A local government cannot simply tell people they can't build in floodplains because it could prove unconstitutional; the Fifth Amendment prohibits the taking of any property "without just compensation."

Governments do possess the authority to acquire privately owned land through eminent domain, but that's only for public works projects, development of public park land or utility acquisitions of rights of way for transmission lines.

Still, if a property sustains more than 50 percent of its structure, the local community could work with the federal government on a buyout of the property. Even if that happens, though, the local government would still most likely be covering the cost of at least 25 percent of the property's pre-disaster value.

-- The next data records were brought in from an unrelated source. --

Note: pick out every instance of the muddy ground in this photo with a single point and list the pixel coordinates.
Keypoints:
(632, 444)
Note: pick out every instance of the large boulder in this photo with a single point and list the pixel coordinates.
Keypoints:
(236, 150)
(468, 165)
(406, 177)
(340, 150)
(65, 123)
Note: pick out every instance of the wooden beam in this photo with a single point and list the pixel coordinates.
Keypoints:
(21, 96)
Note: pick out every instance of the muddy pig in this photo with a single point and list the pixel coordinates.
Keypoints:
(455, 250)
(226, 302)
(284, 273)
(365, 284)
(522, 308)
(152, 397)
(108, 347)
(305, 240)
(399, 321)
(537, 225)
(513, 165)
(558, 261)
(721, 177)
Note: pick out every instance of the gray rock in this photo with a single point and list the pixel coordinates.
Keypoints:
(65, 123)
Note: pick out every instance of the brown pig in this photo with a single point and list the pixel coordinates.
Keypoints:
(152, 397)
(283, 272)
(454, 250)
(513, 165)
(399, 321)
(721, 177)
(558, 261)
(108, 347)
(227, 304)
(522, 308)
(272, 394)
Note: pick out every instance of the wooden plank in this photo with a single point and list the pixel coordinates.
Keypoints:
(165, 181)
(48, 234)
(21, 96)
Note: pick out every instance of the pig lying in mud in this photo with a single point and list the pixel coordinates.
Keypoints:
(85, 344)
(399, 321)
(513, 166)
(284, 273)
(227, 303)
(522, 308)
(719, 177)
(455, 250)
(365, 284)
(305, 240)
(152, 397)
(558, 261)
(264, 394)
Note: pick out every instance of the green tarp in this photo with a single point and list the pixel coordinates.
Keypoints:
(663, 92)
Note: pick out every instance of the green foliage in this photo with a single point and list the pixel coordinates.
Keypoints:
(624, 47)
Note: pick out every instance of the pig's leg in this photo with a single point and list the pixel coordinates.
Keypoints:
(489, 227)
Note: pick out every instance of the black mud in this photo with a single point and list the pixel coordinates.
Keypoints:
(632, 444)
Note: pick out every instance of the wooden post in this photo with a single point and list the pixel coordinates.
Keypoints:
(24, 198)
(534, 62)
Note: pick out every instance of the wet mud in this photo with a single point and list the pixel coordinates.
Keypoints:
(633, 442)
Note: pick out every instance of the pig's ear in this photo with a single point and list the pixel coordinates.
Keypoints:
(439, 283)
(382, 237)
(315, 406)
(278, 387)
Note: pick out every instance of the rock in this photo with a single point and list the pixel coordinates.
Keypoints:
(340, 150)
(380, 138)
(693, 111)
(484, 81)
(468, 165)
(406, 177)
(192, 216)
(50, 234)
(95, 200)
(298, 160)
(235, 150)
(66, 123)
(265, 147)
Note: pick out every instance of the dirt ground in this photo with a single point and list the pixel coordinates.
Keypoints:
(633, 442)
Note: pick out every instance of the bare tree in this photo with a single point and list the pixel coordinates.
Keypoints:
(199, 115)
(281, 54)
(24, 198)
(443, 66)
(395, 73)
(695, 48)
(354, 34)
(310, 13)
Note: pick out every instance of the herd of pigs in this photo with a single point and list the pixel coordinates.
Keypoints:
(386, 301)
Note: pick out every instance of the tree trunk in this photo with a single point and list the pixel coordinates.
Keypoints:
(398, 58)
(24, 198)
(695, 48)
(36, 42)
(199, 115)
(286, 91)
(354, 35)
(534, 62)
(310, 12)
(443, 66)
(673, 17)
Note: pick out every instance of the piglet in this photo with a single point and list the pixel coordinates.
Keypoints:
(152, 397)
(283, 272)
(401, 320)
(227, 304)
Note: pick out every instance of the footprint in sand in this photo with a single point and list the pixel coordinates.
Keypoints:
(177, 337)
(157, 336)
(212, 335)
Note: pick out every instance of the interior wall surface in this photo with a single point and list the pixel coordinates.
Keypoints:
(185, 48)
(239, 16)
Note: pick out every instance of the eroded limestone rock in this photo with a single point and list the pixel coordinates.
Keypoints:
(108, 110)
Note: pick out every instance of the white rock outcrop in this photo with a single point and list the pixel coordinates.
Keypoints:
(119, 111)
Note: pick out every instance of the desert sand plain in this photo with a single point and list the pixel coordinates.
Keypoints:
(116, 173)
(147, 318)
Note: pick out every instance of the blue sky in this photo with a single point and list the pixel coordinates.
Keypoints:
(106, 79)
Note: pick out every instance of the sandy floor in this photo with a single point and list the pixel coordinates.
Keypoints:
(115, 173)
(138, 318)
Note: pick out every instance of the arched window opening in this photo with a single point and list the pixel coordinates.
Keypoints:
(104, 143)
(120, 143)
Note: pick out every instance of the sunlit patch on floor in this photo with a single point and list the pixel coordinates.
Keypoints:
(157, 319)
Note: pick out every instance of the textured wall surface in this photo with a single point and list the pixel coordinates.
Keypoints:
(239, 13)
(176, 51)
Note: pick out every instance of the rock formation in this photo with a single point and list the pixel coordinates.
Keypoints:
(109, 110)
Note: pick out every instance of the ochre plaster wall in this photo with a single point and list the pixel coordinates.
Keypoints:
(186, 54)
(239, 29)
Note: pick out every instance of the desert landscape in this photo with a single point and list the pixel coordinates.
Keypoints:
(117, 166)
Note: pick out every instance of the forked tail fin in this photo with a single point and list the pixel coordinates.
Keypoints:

In the case of Creeks Edge Townhomes, the damage never exceeded more than 50 percent of the structure.

Gerald Newton, Development Services Director for the City of Fayetteville, told the I-Team it's also an uphill battle to amend zoning ordinances where building has already taken place.

"To change that requires the legislature, requires Congress, it changes the overall regulations of environmental impact of man building on natural designs," Newton explained to ABC11.

The City of Fayetteville, however, can implement added regulations on developers when it comes to improved stormwater drainage. Newton says it's also imperative for developers, real estate agents and residents to research the flood risk to a property, and he points to FRIS in saying that information is readily available.

"That is something not just the people living here today but our kids and grandkids are going to say, 'We appreciate they took care of that,'" Newton said.